Consider too that since this is a silent film we're talking about, there are no line readings, which greatly complicate the actor's task, and because Dreyer shot the whole thing in a series of close-ups, there's very little need for Falconetti to play off the other actors. Dreyer simply put the camera on Falconetti and recorded everything and then assembled a character out of the footage.
Katie says that's not acting, it's something else—maybe a perfect face and a lot of film. I mean, if you put a stovepipe hat on your dog and took a hundred pictures of him, in one shot he's bound to look like Abraham Lincoln.

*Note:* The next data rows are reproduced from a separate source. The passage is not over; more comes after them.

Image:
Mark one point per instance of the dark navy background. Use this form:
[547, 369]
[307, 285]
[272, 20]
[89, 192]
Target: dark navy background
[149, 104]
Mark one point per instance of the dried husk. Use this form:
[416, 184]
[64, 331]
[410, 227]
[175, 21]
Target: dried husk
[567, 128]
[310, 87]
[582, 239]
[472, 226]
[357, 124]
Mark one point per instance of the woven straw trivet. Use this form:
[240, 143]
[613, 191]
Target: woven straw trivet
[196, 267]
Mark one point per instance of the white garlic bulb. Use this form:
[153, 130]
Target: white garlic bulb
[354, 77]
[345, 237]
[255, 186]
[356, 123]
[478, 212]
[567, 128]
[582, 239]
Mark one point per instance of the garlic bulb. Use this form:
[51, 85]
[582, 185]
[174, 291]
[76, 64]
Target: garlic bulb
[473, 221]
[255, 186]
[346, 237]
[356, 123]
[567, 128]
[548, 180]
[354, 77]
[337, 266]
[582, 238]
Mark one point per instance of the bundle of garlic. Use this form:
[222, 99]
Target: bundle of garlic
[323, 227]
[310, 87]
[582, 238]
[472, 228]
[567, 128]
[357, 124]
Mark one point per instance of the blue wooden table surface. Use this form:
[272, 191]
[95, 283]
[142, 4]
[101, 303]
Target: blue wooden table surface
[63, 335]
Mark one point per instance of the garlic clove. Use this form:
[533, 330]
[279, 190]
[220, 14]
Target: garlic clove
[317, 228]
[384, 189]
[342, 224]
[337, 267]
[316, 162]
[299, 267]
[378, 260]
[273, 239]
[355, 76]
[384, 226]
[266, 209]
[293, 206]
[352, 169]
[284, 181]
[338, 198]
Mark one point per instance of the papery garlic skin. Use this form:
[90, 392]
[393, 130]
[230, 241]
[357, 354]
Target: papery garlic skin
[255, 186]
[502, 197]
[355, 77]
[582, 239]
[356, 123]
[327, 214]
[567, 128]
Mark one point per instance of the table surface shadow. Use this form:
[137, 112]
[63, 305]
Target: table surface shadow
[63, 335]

But that doesn't make your dog the 16th president of the United States. (And no this is not my dog, who actually bears an uncanny resemblance to Woodrow Wilson.)
On the other hand, Mister Muleboy who is actually a trained actor in addition to being a highly intuitive blogger, points out that's "presumably the case in every feature film," that most screen performances consist of "a director badgering, sucking, pleading, or manipulating a 'performance' out of the actor. Usually manipulating it at the editing table. Crafting that 'great scene' from the (potentially nonsensical) multiple takes that, when combined, gave rise to that 'perfectly modulated, brilliant' performance. And that, in this director's/editor's medium, the idea of one acting performance that is in the control of the actor is—at best—only conjecture."
In fact, this is true of every per- formance, he says, even Marlon Brando in On The Water- front. Trying to identify where the work of the director and editor and cinematographer leave off and the work of the actor begins is like trying to identify the individual ingredients in a baked cake and then hand out an award to the sugar and the butter.
Hmm. So who's right?
Oh, wait. Katie-Bar-The-Door just reminded me that I'm married to her which pretty much means that even if she's wrong, she's right. But I don't think she's wrong. You know?
Also she says it's recycling day and can I please put out the newspapers? Gotta go.